When attendees from a sovereign wealth fund panel in Davos emerged, it wasn't about this topic, until yesterday so hot, that they spoke. Instead, they focused on the woes on Societe Generale, which reported this morning that a fraud by a trader would cost the group 4.9 billion euros ($7.16 billion).
France's second-largest listed bank said it would raise 5.5 billion euros through a capital increase to strengthen its balance sheet, also affected by the global credit markets crisis.
Immediately, everyone started to reminisce about Nick Leeson, the British trader who in 1995 brought down merchant bank Barings after racking up huge losses.
"This will have huge reverberations," a banker at major european bank who was at barings at the time of its collapse said.
"I think the big issue is trust in financial institutions. First you had subprime, then the bond insurers and now this," the banker added.

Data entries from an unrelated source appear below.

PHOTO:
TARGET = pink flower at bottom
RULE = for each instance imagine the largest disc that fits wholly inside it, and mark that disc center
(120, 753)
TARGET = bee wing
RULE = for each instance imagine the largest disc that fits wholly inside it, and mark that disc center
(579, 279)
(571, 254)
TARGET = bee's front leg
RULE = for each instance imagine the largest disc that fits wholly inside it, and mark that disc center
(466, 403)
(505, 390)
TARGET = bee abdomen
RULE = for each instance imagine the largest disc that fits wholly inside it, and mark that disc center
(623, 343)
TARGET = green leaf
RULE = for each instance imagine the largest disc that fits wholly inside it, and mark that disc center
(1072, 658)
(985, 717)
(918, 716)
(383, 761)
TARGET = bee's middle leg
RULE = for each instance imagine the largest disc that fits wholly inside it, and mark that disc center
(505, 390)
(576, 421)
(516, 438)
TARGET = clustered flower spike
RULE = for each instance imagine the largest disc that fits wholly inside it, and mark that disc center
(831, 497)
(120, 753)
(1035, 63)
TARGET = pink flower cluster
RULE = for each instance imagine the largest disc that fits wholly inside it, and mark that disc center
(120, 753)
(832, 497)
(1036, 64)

Societe Generale, whose shares closed lower by 4.1 percent on Thursday, said it was in the process of dismissing the Paris-based trader.
The French bank's troubles may open opportunities for rivals trying to swallow it as consolidation talk is re-emerging.
"There are rumors about (Italian bank) Unicredit being interested in buying SocGen," the same banker said. "If I were Unicredit, right now I would pounce."
The news of the fraud came as a surprise, although rumors have swept the markets for a few days on the possibility that Societe Generale would have to face writedowns due to its exposure to the financial crisis.
Banks have had a bumpy ride since the credit crunch has begun in August last year, as investors still struggle to find out just how much money they lost because of their exposure to the subprime meltdown.
And they dominate the agenda of talks at the World Economic Forum where last year's optimism is long forgotten.
One delegate summed up the mood in Davos: "Investment banks are horrendous."